Below is an overview of the number of patients screened and how many were referred to the clinic (with suspected glaucoma, cataracts, refractive disorders or cycloplegic refraction).
Getting to Ateiku (in the Western Region) took a 3.5 hour bumpy ride over dirt roads. On arrival in the village there were already a lot of people waiting for our volunteers, mainly adults. Having established a routine with the previous days of screening, the team quickly set up and commenced screening. When performing the visual acuity and the refraction, it pretty soon became apparent that many people had cataracts, corneal dystrophies or other eye diseases, and many of these patients only had a maximum vision of 0.12.
Fundus screening was a huge task in itself. A makeshift tent was meant to create a darkened room, but the daylight conditions made it very challenging to screen the narrow pupils and eyes that often had blurry vision.
Some patients were referred to the hospital for surgery (when a patient doesn’t have money for this, Sister Aba pays for the operation of one eye, so that they can at least see something, and if the operation is successful the family can collect money for an operation of the other eye).
Most of the 120 patients screened couldn’t speak English and someone would help translate during the screenings. Also it was very confronting to see that many of these adults were illiterate.
At times it was very disheartening for our volunteers because early detection of some of these eye conditions could have made all the difference but now there was very little they could do for some of these people (who had had their hopes up that our volunteers could do something to fix their conditions).
After a long day of screenings in the intense heat, the return trip to Jachie took 4.5 hours, with our volunteers reaching the monastery at 23.30. Although it was a very taxing day, from a professional perspective this practical exposure was an exceptionally educational experience.
After their last screening day, our volunteer team went to the School of Optometry at the University of Kumasi.

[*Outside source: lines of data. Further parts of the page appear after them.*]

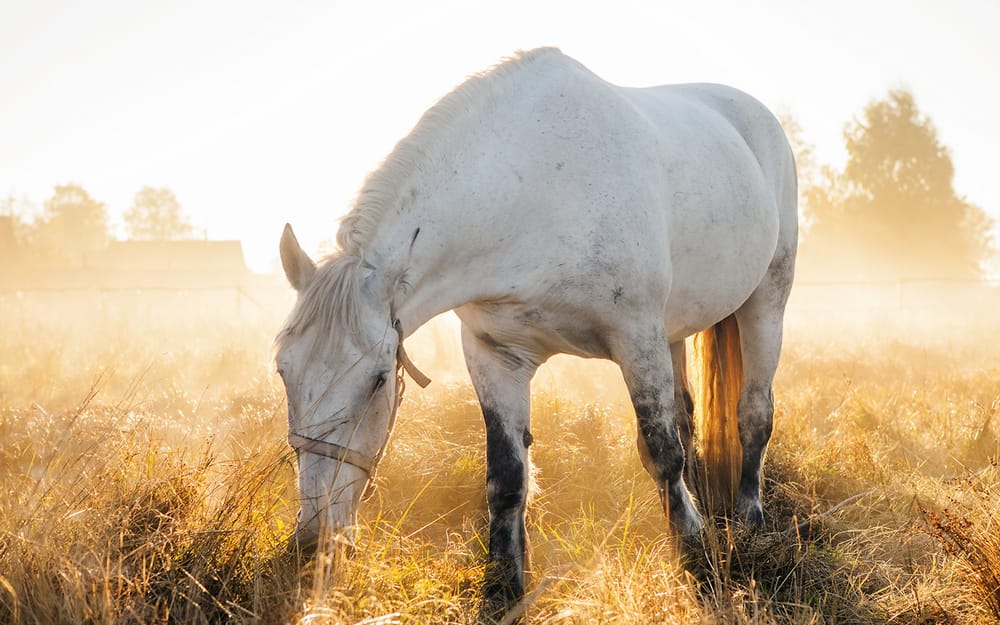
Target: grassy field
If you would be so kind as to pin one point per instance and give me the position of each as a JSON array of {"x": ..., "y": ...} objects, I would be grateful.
[{"x": 145, "y": 479}]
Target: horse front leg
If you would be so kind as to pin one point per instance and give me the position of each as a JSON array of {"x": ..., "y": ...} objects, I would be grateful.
[{"x": 502, "y": 382}]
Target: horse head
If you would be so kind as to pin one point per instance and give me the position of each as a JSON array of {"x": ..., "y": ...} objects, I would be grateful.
[{"x": 340, "y": 357}]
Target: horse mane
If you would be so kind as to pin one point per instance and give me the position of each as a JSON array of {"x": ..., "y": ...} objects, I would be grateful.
[
  {"x": 331, "y": 299},
  {"x": 383, "y": 189}
]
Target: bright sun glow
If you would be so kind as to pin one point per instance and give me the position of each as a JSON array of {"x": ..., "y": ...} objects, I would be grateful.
[{"x": 256, "y": 114}]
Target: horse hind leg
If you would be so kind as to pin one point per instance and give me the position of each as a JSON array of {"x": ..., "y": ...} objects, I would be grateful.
[
  {"x": 684, "y": 411},
  {"x": 649, "y": 374},
  {"x": 761, "y": 326}
]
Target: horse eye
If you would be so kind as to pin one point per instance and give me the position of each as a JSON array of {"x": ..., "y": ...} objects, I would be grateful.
[{"x": 379, "y": 382}]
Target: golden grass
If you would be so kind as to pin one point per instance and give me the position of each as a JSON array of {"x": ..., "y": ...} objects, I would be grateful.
[{"x": 146, "y": 480}]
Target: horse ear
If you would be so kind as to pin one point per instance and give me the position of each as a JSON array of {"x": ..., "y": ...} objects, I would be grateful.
[{"x": 299, "y": 268}]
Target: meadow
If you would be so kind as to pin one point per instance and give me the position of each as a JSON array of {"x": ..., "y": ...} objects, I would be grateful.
[{"x": 146, "y": 479}]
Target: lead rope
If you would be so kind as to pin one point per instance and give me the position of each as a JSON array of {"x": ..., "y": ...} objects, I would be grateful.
[{"x": 403, "y": 363}]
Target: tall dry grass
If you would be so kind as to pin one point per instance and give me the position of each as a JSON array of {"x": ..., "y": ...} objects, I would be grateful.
[{"x": 146, "y": 480}]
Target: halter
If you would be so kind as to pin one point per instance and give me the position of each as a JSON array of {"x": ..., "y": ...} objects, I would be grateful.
[{"x": 354, "y": 458}]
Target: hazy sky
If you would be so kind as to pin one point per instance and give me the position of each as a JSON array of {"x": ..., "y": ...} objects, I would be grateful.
[{"x": 258, "y": 113}]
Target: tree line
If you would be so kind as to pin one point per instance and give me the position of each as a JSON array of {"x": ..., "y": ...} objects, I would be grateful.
[
  {"x": 891, "y": 213},
  {"x": 72, "y": 222}
]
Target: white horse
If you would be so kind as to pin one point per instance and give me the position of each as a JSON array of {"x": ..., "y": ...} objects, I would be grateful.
[{"x": 554, "y": 213}]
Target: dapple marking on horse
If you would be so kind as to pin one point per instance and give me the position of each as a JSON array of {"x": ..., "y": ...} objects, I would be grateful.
[{"x": 555, "y": 213}]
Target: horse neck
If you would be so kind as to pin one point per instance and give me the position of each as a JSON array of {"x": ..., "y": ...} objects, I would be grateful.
[{"x": 432, "y": 258}]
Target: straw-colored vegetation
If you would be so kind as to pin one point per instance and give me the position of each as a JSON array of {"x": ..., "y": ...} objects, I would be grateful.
[{"x": 145, "y": 480}]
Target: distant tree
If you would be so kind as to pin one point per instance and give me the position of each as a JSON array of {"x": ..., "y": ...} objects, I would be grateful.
[
  {"x": 810, "y": 173},
  {"x": 156, "y": 215},
  {"x": 72, "y": 224},
  {"x": 20, "y": 211},
  {"x": 893, "y": 212}
]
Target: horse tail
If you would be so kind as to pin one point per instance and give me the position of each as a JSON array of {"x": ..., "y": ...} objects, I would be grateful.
[{"x": 716, "y": 381}]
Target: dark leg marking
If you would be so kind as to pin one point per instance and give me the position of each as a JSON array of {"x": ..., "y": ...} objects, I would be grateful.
[{"x": 506, "y": 492}]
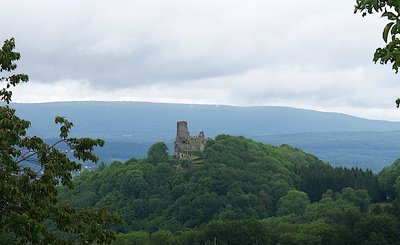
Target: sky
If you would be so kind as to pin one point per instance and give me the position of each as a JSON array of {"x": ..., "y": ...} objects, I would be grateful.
[{"x": 313, "y": 54}]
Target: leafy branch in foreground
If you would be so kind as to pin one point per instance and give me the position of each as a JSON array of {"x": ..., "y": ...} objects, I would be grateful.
[
  {"x": 390, "y": 10},
  {"x": 30, "y": 173}
]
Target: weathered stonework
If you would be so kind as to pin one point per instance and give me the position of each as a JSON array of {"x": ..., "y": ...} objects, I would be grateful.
[{"x": 186, "y": 145}]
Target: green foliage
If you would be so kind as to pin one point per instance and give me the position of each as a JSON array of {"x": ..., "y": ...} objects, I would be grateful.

They were given a tour of the school and the clinic, and were introduced to the students in their 5th year of study. There is no Orthoptics education in Ghana so our Orthoptist volunteers gave a lecture on the subject, which was greatly received by the students.
On behalf of Stichting Zienderogen, our team of volunteers donated a large suitcase full of small frames, ready-made reading glasses and sunglasses, to the Jachie Eye Clinic.
Vera van Uum, Sjieuwke Koorevaar, Johan Franken and Ellen Blom made up the team of volunteers, who took time away from their family and friends, their jobs, studies and social environments to make eye care accessible for some of the poorest communities in Ghana (and especially the children).